The results of these discussions formed the basis for the Winter School 2016, in which all students of the Academy of Architecture participated for two weeks. The ultimate word, thought and action were given to a new generation who will take care of the city. In total, 180 architecture, landscape architecture and urban design students from all over the world throw themselves wholeheartedly into answering the question of how the old historic city can continue to adapt in order to play a significant role for current and future generations: Forever Young.

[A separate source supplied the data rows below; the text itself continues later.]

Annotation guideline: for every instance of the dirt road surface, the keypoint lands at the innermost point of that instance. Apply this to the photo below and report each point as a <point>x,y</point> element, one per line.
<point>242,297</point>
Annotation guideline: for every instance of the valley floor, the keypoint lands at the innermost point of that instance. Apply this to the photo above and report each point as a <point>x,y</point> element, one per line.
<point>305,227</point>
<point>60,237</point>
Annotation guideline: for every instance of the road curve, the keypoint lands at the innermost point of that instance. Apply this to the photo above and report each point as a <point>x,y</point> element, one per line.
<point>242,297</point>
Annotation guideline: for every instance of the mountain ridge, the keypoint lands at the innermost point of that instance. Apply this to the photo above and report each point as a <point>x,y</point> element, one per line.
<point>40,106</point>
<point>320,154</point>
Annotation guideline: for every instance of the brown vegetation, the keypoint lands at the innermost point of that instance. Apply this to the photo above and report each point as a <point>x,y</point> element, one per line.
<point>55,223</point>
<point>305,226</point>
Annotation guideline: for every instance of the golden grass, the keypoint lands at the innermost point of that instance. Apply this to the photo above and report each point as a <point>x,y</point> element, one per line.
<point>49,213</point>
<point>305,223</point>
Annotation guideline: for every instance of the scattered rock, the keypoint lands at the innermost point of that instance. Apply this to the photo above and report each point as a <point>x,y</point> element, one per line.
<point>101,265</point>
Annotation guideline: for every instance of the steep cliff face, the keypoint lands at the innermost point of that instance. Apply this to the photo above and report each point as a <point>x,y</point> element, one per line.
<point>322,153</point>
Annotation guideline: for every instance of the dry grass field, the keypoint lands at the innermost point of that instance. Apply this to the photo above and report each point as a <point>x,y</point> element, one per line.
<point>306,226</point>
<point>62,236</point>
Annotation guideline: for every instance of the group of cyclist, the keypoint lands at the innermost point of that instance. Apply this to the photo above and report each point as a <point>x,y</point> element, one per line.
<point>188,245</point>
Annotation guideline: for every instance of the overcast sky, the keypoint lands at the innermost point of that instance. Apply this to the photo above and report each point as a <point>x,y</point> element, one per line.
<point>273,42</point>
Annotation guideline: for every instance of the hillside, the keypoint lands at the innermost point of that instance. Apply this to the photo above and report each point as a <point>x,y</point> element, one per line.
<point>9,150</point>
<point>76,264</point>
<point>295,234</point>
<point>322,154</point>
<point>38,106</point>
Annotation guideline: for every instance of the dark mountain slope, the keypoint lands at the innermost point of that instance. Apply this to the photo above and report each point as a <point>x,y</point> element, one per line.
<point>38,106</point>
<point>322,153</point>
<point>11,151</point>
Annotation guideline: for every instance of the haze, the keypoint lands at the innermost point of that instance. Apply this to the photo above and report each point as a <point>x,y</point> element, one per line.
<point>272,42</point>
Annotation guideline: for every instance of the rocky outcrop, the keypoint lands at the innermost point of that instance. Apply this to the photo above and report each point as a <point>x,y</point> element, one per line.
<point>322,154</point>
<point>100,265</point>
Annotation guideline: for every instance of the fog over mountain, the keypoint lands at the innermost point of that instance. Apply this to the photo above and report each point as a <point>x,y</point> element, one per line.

You could ask yourself if it is not more socially relevant to consider the future of the Nieuw-West (New West) or Zuidoost (South-East) districts of Amsterdam, instead of always looking at the city centre. Is this not a form of navel-gazing? However, just like the umbilical cord is the lifeline between mother and child for nine months and essential to the first growth, the historic city centre is also indispensable to the creation of each city. After cutting the umbilical cord, nothing remains but a scar; the navel, a shadow of its original function. Can we also prevent this from becoming the future scenario for the historic city centre? Or is that actually not so bad?
During the discussions and meetings which were held in the context of Volksvlijt 2056, prior to the Winter School, the central question was therefore: ‘what is the role of the historic city centre now, and in the future, for the body of the Amsterdam Metropolitan Area as a whole?’
It became quickly apparent that the historic city centre is no scar, but still the main focus in our reflection about the city. This is not about the physical city, which is photogenically portrayed on websites for tourists, with its beautiful canals and buildings, and UNESCO world heritage status. But it is about what the city actually stands for. The inclusive city. For everyone, of everyone. For the poor and the rich.
For yuppie and family. For young and old. A place to work and to live. For entertainment and advancement. A place for amazement. A place for friction. A place for encounters. And a place that inspires. During the Winter School 2016, we give the new generation free rein. Students of the Academy of Architecture design and research spatial possibilities to adapt and innovate the city centre of Amsterdam, so that it can remain significant for current and future generations. To quote the writer Giuseppe Tomasi di Lampedusa: ‘Everything must change, so that everything can remain the same’.